Reputation: 349
I want to filter my data for Datetime column in the format yyy-mm-dd. However, its string value and there is a timestamp associated with the date. I don't want this timestamp in my column. I am using Pyspark for it.
Format of date- 2021/09/23 09:00:00+00,
Format to be done- 2021-09-23
from pyspark.sql.functions import to_date
df = df_pyspark.withColumn("date_only",to_date(col("DateTime"))) #col name in data is DateTime
The date_only
is showing null values. How should I approach here?
Upvotes: 0
Views: 1681
Reputation: 15318
When using the fonction to_date
, you need to pass a format string. The format string can be created using the official documentation for simpleDateFormat - avaialble from the spark documentation directly.

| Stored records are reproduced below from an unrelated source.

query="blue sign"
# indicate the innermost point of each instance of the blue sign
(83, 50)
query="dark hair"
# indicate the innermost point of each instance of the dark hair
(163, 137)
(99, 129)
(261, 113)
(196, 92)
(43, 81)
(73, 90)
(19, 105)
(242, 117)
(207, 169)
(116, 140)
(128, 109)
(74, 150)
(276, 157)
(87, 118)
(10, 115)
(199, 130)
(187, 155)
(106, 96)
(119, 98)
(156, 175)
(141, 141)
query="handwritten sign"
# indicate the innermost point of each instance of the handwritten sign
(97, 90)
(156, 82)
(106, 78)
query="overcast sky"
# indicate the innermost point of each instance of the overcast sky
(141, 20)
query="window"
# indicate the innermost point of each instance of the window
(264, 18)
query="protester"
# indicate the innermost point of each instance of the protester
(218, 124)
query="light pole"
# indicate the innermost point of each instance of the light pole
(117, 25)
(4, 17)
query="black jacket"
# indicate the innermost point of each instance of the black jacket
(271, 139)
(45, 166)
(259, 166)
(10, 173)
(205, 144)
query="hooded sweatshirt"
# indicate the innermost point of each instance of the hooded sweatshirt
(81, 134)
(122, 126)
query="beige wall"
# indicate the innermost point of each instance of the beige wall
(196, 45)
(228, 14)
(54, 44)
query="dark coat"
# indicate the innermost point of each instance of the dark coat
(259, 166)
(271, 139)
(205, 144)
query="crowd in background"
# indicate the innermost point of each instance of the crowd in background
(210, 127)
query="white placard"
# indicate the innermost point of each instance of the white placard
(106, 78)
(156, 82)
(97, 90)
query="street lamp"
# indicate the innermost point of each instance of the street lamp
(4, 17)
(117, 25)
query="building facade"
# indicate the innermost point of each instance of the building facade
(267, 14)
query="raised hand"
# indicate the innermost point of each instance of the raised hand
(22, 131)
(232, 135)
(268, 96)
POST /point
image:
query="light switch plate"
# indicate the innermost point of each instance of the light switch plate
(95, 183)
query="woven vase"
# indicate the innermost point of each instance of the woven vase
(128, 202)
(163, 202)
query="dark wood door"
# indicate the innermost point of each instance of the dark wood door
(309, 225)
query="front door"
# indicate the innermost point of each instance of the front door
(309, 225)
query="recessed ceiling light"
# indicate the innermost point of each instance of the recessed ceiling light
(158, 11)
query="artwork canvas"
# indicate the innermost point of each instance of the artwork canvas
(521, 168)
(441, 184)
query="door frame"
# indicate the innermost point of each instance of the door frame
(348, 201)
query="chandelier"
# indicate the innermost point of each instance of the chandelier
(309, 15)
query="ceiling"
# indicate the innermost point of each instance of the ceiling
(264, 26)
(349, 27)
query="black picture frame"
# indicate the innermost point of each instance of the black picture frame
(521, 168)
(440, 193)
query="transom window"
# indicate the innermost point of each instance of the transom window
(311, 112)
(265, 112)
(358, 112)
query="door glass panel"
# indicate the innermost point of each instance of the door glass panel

In your case, the format is yyyy/MM/dd HH:mm:ssX
:
df.withColumn("t", F.to_date("datetime", "yyyy/MM/dd HH:mm:ssX")).show(truncate=False)
+----------------------+----------+
|DateTime |t |
+----------------------+----------+
|2021/09/23 09:00:00+00|2021-09-23|
+----------------------+----------+
you can then filter on the date :
df.where(F.to_date("datetime", "yyyy/MM/dd HH:mm:ssX") == "2021-09-23").show()
+--------------------+
| DateTime|
+--------------------+
|2021/09/23 09:00:...|
+--------------------+
Upvotes: 1